Notre recherche a analysé la distribution de la poussière dans plus de 100 galaxies distantes, actives lorsque l’Univers avait entre 2,2 et 5,9 milliards d’années. La poussière agit comme un indicateur du gaz — le matériau de base pour la formation d’étoiles — ce qui nous a permis d’étudier les régions de formation d’étoiles dans ces galaxies.
En utilisant une technique d’observation innovante, nous avons trouvé que la poussière dans ces galaxies était incroyablement compacte, contrairement à la structure des galaxies plates en forme de disque. La géométrie tridimensionnelle de ces régions de poussière indiquait que les premières galaxies en formation d’étoiles étaient déjà sphériques, ressemblant étroitement aux galaxies elliptiques actuelles.

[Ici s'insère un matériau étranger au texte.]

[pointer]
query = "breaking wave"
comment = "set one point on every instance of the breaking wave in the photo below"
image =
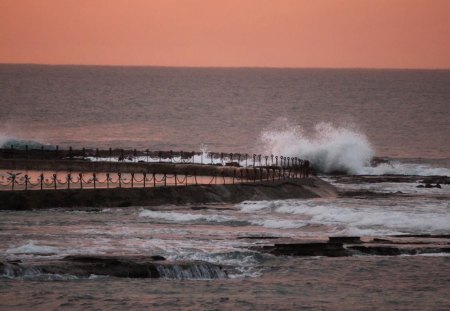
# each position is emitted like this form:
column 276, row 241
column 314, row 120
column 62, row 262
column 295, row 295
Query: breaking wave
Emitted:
column 328, row 148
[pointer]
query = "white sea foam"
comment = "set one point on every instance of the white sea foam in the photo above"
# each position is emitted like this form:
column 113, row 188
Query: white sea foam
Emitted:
column 329, row 148
column 398, row 168
column 383, row 218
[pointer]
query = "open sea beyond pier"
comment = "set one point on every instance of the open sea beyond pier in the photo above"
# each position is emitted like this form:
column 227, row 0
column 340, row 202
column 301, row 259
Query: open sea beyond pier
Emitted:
column 380, row 242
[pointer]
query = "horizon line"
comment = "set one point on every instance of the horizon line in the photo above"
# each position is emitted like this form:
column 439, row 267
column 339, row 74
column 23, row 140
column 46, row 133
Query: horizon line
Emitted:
column 225, row 67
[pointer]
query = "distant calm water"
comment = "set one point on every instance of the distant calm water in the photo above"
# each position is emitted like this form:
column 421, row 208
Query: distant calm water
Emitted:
column 404, row 113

Pour comprendre les processus physiques sous-jacents, nous avons utilisé des simulations cosmologiques sur ordinateur. Celles-ci ont révélé que des flux de gaz froid provenant des galaxies environnantes, combinés à des interactions et des fusions, ont entraîné le gaz et la poussière vers des noyaux denses au centre de ces premières galaxies. Ce mécanisme a alimenté une formation rapide d’étoiles et conduit aux formes compactes et sphériques observées.
Ce processus, courant dans l’Univers primitif, explique la formation rapide des galaxies elliptiques et ajoute une pièce essentielle au puzzle de l’évolution des galaxies.

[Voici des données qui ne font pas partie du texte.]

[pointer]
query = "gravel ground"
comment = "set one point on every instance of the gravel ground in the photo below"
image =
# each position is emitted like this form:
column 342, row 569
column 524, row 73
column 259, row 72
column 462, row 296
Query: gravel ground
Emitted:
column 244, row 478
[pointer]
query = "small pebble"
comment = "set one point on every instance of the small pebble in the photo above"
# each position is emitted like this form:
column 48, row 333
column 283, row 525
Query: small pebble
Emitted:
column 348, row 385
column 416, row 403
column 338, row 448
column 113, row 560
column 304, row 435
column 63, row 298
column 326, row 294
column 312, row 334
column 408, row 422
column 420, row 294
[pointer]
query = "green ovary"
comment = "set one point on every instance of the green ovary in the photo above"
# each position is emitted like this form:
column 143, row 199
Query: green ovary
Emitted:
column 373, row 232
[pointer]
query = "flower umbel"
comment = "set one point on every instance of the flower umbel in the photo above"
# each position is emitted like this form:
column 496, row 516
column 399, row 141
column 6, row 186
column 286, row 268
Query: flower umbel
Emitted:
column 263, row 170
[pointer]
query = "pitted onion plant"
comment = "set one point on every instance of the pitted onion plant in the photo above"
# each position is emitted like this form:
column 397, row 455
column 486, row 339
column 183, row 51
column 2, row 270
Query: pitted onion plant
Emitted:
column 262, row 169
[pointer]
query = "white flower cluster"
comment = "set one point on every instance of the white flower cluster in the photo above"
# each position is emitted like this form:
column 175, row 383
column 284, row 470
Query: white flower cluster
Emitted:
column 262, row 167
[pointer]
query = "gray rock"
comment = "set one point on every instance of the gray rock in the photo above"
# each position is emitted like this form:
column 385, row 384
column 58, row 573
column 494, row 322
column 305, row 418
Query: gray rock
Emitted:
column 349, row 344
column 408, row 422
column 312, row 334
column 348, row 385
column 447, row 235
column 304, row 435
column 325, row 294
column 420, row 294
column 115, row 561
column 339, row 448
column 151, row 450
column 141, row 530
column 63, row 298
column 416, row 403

Une avancée dans les techniques d’observation
Nos découvertes ont été rendues possibles grâce à une méthode novatrice d’analyse des données d’ALMA. Contrairement aux télescopes optiques traditionnels, ALMA utilise l’interférométrie, qui combine les signaux de multiples antennes pour produire des images nettes de galaxies lointaines. Cette technique avancée nous a permis de mesurer la distribution de la poussière avec une précision sans précédent, améliorant considérablement les méthodes précédentes.

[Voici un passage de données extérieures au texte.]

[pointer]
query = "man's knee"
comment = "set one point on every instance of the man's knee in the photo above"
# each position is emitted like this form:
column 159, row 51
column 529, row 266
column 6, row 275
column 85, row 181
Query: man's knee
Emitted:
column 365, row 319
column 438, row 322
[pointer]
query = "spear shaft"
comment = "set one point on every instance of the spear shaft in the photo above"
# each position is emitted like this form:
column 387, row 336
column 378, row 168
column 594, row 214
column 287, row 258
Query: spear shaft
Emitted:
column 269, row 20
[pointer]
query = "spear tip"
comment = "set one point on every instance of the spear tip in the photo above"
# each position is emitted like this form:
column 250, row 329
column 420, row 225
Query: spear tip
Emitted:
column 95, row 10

Nous avons utilisé des données archivées et en libre accès d’ALMA collectées sur plusieurs années. Cela souligne la puissance des données ouvertes et de la collaboration internationale pour faire progresser la science.
Quelle est la suite ?
Les futures observations avec le télescope spatial James Webb (JWST) et le télescope spatial Euclid permettront de cartographier la distribution des étoiles dans les ancêtres lointains des galaxies elliptiques. Le télescope extrêmement grand, avec son miroir de 39 mètres, offrira des détails inégalés des noyaux formant des étoiles dans ces galaxies.
De plus, des observations plus nettes de la dynamique des gaz avec ALMA et le Très Grand Télescope fourniront des informations sur la manière dont les gaz s’écoulent vers les centres des galaxies, alimentant la formation d’étoiles et façonnant les galaxies que nous observons aujourd’hui. Ces avancées approfondiront notre compréhension des origines et de l’évolution des plus grandes galaxies de l’Univers.